あれなあに、これなあに、と指差す長男に、私なりの解釈を添えながら物語を作りながら、素人解説員を買って出る母。いつの間にやら私も子供の頃に還って、草叢に腰掛け、木の枝をツルハシのように使って腐葉土を掘り返したりして、束の間の野遊びに専念いたしておった今日の午前。午後はまた、拾った松ぼっくりを自然に返すべく、また子供達を連れて夕方の散歩。近くの樹林地に出掛けて一つ一つ丁寧に、長男は松ぼっくりを神様にお返ししておりました。

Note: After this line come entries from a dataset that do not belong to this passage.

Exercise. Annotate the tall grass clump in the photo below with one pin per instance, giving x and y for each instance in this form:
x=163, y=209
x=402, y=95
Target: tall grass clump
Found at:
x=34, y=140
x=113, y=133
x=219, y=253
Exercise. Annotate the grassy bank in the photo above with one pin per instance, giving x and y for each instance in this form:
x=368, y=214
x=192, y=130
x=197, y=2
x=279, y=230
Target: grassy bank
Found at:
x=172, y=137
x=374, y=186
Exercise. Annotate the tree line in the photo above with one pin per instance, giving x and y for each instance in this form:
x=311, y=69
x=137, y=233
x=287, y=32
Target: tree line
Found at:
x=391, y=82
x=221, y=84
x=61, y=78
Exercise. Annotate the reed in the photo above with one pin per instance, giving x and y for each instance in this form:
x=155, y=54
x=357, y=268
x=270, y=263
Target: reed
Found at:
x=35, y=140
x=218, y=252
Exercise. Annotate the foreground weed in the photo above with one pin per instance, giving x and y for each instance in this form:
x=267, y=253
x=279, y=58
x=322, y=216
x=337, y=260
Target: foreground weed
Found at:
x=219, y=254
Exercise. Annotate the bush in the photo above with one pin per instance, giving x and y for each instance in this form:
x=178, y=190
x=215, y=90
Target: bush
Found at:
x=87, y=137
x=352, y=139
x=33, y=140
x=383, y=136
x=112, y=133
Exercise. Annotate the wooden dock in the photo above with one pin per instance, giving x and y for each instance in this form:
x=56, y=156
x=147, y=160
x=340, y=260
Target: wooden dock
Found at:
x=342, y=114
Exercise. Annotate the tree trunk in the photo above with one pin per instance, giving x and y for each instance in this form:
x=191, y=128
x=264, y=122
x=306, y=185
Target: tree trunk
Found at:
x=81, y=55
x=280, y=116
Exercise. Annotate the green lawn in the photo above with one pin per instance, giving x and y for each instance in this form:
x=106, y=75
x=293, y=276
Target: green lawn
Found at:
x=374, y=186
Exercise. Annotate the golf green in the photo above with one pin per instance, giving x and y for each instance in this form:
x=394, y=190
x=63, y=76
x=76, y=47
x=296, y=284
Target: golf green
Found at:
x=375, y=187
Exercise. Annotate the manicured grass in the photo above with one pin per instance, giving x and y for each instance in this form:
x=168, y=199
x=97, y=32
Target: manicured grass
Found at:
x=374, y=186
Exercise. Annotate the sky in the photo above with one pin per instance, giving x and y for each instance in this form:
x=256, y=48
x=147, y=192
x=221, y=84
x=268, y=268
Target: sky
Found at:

木の葉のお金、不思議の木の実、それから時々ダンゴムシ。無心になって遊ぶ子等に親である私までもが引き込まれ、しばらく楽しく自由に迷子。ハッと気付いて家路を急ぐ時の、あの懐かしい寂しさと心もとなさ。「もう帰るよ」と念を押しても「これやってから」と急いで滑り台に登り始めたり、親の顔色を確認しながら何度も階段を行き来したり。忘れていたけれども、身に覚えのある、夕暮れのせわしなさ。
「これからまだお母さん、帰ってから御飯作んなきゃならないんだよ」と、溜息交じりに子供の背中を見守ったりして。
疲れを知らぬ息子と一緒に「あの日」の私が振り返ります。
「ねえ、お母さん、後、一回」
少女だった頃の私が、風に吹かれて走り出して。